The standard means of controlling AI crawlers is robots.txt. OpenAI, Anthropic, Google, and Common Crawl all officially state that their bots honor the standard directives in robots.txt. Below are examples you can apply selectively depending on your goals.

# 1) Block all training AI crawlers (AI search visibility is separate)
User-agent: GPTBot
Disallow: /

User-agent: ClaudeBot
Disallow: /

User-agent: Google-Extended
Disallow: /

User-agent: CCBot
Disallow: /

# 2) Block training but allow ChatGPT search visibility
User-agent: GPTBot
Disallow: /

User-agent: OAI-SearchBot
Allow: /

# 3) Only limit a specific bot's crawl rate
User-agent: ClaudeBot
Crawl-delay: 1

The key is to write the tokens correctly. For example, even if you block GPTBot, the ChatGPT-search bot OAI-SearchBot is a separate entity, so both tokens must be listed explicitly for your intended policy to take effect. Likewise, Anthropic's ClaudeBot (training) and Claude-SearchBot (search) are kept separate.

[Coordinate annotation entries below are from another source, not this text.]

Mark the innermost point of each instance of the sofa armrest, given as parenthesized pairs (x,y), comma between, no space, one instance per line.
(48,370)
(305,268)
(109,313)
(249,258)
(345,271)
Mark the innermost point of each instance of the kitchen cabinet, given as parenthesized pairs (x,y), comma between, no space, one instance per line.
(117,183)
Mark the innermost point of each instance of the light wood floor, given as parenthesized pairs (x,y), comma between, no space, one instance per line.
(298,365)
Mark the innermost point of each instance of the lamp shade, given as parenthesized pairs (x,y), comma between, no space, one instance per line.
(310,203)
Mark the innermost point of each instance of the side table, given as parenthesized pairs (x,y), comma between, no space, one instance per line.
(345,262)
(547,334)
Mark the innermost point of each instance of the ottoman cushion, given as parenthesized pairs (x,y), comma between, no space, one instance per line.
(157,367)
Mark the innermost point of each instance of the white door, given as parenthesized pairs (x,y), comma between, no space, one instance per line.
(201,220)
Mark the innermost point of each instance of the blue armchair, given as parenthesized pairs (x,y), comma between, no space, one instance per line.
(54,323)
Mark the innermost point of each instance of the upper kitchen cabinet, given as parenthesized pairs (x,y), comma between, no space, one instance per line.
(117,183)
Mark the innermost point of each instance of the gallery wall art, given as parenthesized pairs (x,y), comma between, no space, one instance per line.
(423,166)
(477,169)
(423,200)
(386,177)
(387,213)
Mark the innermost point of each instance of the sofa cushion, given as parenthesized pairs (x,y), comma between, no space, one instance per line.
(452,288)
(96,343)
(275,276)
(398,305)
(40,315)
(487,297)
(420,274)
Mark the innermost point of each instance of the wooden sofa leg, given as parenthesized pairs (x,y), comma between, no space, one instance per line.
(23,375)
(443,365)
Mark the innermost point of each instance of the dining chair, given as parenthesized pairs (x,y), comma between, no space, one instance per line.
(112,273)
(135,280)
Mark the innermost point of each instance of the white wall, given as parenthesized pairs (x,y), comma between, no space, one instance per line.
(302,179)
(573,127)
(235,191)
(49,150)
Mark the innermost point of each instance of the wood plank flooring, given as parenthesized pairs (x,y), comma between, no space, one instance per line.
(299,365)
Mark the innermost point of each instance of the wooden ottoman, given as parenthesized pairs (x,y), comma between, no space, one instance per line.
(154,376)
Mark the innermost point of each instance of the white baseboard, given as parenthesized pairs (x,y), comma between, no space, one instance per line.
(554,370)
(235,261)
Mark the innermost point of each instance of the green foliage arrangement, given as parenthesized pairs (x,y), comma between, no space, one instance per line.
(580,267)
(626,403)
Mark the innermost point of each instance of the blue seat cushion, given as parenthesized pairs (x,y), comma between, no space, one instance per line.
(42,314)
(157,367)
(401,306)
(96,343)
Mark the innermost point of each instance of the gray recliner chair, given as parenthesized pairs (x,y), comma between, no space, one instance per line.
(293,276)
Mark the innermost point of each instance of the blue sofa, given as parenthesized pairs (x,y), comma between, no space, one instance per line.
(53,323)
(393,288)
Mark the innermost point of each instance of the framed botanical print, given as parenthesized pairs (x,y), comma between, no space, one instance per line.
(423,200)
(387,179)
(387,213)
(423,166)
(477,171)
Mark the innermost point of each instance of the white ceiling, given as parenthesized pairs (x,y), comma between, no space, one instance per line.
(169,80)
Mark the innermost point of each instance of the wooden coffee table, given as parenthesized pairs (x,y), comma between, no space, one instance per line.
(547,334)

Prefer robots.txt Over IP-Based Blocking

Some operators (Anthropic, OpenAI, Common Crawl) publish the IP lists for their bots in JSON form (for example, Anthropic at claude.com/crawling/bots.json and Common Crawl at index.commoncrawl.org/ccbot.json). Anthropic, however, does not recommend IP-based blocking, because it can also block the bot's request to read robots.txt, which means your opt-out intent may not actually be honored. Anthropic and Common Crawl also warn that fake crawlers impersonating their bots exist, and advise verifying authenticity through the published IP lists or a reverse DNS lookup.

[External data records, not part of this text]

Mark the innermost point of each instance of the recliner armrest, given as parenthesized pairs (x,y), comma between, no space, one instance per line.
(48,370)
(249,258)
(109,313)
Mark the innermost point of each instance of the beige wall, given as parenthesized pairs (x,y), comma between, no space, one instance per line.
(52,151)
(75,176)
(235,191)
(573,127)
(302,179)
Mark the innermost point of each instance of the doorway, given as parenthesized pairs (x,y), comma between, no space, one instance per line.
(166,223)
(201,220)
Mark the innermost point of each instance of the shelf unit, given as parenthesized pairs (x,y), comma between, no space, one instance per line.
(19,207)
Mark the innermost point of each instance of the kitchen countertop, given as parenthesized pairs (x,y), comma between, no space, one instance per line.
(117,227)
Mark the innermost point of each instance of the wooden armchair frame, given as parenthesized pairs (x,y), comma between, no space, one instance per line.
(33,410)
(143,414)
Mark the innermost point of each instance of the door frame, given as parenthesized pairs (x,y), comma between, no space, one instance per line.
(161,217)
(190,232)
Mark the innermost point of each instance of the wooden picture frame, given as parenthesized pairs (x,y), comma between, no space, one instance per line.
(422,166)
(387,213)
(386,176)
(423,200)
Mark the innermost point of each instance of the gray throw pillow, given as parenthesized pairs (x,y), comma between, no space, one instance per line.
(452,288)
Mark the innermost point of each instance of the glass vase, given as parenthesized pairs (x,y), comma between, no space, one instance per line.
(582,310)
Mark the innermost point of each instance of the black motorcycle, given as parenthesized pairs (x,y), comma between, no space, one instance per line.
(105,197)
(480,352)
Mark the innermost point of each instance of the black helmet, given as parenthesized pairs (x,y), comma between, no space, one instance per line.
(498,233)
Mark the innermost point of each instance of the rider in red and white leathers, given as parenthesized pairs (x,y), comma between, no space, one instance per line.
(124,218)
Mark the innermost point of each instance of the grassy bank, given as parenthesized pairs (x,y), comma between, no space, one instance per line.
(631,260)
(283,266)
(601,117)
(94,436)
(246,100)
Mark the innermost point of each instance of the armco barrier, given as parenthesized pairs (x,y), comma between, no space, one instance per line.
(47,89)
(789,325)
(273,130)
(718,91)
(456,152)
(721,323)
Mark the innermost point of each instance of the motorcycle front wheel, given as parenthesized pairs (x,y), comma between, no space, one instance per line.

Evidence and Real-World Cases

The share and behavior of AI crawlers are confirmed by official documentation and statistics.

  • OpenAI official documentation: OpenAI runs separate crawlers including GPTBot (training), OAI-SearchBot (ChatGPT search visibility), ChatGPT-User (user requests), and OAI-AdsBot (ad page validation), and documents each bot's purpose and robots.txt token.
  • Anthropic support documentation: Anthropic operates three bots, ClaudeBot (training), Claude-User (user requests), and Claude-SearchBot (search indexing), and states that all of them respect the "do not crawl" signal in robots.txt and honor anti-circumvention measures such as CAPTCHAs.
  • Google official documentation: Google states that blocking Google-Extended "does not affect inclusion in Google Search and is not used as a ranking signal." In other words, declining Gemini training and search visibility are controlled independently.
  • Cloudflare traffic analysis (May 2025): Across all crawlers, Googlebot held the largest share at roughly 50%, and among AI-specific crawlers, GPTBot accounted for roughly 30%, ClaudeBot for roughly 21%, and Meta-ExternalAgent for roughly 19%. GPTBot's raw request volume rose 305% year over year.

AI crawler traffic is thus growing fast, and the clear separation between training bots and search bots is an important takeaway for site owners. Depending on whether you want your content kept out of AI training or cited in AI search answers, you can design your robots.txt policy differently.